Qu'il existe ainsi, contrairement à ce qu'affirme le syndicat, un seuil de potabilité fixé par voie réglementaire qui constitue une exigence, laquelle, sous réserve le cas échéant pour la personne publique ou privée dans certaines circonstances d'obtenir une dérogation qui ne peut porter toutefois sur les pesticides ou produits apparentés, ne souffre donc aucune exception .

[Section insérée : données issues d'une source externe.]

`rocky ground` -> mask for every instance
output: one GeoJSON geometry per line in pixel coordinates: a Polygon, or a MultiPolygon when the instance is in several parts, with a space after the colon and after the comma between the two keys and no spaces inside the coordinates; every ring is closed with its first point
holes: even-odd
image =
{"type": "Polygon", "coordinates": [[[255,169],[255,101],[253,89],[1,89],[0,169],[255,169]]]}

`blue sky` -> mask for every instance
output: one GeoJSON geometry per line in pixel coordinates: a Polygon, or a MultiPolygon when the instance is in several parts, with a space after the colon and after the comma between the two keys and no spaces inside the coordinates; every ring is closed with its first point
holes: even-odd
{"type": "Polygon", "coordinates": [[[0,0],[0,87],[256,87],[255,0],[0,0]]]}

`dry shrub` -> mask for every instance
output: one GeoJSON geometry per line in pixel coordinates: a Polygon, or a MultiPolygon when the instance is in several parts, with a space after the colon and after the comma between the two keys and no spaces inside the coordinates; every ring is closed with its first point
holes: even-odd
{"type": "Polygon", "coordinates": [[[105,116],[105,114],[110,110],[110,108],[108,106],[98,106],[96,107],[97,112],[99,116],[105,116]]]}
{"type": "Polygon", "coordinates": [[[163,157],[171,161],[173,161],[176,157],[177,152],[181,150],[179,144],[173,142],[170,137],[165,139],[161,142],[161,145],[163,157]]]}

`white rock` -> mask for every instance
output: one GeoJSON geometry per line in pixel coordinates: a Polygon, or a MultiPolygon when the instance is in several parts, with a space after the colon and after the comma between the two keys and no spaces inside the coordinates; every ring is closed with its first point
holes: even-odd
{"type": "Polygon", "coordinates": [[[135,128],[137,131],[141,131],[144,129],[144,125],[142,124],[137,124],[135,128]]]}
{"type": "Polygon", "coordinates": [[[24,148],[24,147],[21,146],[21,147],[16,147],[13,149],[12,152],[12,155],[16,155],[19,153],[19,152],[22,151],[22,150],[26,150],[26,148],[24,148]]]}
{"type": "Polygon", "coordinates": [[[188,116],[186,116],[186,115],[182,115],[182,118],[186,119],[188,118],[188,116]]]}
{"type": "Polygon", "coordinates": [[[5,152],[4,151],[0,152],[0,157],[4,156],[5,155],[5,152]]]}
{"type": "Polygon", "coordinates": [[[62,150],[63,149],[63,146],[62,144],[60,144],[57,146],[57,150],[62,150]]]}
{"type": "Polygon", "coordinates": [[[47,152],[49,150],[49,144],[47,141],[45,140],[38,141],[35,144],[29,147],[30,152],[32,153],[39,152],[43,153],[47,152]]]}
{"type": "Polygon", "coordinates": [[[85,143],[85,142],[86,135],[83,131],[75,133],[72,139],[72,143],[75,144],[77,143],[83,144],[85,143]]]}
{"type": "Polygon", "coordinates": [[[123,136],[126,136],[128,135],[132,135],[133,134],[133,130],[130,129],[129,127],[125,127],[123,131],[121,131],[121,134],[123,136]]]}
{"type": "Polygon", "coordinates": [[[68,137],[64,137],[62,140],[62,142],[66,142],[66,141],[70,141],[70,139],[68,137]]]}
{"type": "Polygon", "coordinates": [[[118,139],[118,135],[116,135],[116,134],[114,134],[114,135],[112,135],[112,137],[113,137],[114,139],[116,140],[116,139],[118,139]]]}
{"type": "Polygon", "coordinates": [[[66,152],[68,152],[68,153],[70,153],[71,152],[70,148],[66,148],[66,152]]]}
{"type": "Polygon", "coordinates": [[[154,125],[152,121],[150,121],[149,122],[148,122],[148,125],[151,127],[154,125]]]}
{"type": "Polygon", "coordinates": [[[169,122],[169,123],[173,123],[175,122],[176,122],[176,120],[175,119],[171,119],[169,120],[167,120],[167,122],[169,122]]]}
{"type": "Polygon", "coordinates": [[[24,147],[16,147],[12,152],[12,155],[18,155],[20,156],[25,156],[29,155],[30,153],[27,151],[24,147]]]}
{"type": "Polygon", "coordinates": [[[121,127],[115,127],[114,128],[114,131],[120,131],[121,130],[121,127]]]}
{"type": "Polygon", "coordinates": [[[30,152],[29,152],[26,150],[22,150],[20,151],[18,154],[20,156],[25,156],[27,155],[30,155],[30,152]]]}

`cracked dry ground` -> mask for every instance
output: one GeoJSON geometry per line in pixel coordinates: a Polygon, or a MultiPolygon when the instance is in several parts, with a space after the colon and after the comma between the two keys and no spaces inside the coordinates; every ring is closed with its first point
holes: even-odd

Que le Syndicat d'adduction d'eau du TREGOR était tenu à une obligation de résultat et devait donc délivrer une eau confornle à sa destination ;
Qu'il ne peut se prévaloir d'une cause étrangère pour éluder sa responsabilité; que la pollution de l'eau par les nitrates ou par les pesticides liée à une agriculture intensive ne présente pas de caractère d'imprévisibilité; que le caractère d'irrésistibilité n'est pas non plus démontré dès lors que le syndicat reconnaît lui même avoir procédé à un certain nombre de travaux et lancé un "programme de reconquête de la qualité de l'eau" ;

Considérant enfin que c'est vainement qu'il dénie une valeur scientifique à tous les relevés de la DASS sur lesquels s'appuie l'appelant pour établir la pollution de l'eau distribuée;
Que s'agissant des nitrates, les relevés portent bien sur les eaux après traitement ;
Que s'agissant des pesticides il est vrai que la DASS estime qu'aucune extrapolation ne peut être faite à partir de la méthode utilisée pour les nitrates notamment en raison du faible nombre de contrôles réalisés ;
Que cependant l'indemnisation du préjudice ne saurait être limité aux seuls jours de pollution, l'intéressé ne pouvant manifestement pas se rendre tous les jours à la mairie pour vérifier au quotidien le respect des normes imposées ;
Que même si Monsieur X... ne justifie pas du volume acheté auprès de son fournisseur, il peut prétendre à être indemnisé sur la base médicalement reconnue d'une consommation de 2 litres d'eau minérales par personne au prix de 0,27 euros le litre pour 1997 jours (pour la période du 9 octobre 1992 jusqu'au 31 décembre 2000), soit compte tenu de la présence de sept personnes au foyer à hauteur de la somme de 7 548,66 euros;
Que cette somme incluant la somme 31,50 euros réclamée selon titre exécutoire émis par le Trésor Public le 12 juin 2001, il y a lieu de dire Monsieur X... bien fondé à la retenir ;

Considérant que Monsieur X... est accueilli en son appel, que le Syndicat d'adduction d'eau du TREGOR sera condamné aux entiers dépens de première instance et d'appel et à verser une indemnité de procédure de 800 euros ;

PAR CES MOTIFS : LA COUR, DECLARE l'appel de Monsieur X... bien fondé ;
REFORMANT le jugement entrepris ;
CONDAMNE le Syndicat d'adduction d'eau du TREGOR à payer à Monsieur X... la somme de 7 548,66 euros à titre de dommages et intérêts ;
LE DECLARE bien fondé à retenir la somme de 31,50 euros sur le titre exécutoire émis par le Trésor Public le 12 juin 2001 ;
CONDAMNE le Syndicat d'adduction d'eau du TREGOR à payer à Monsieur X... la somme de 800 euros à titre d'indemnité de procédure ;
LE CONDAMNE aux entiers dépen..r de première instance et d'appel qui seront recouvrés conformément à l'article 699 du nouveau code de procédure civile.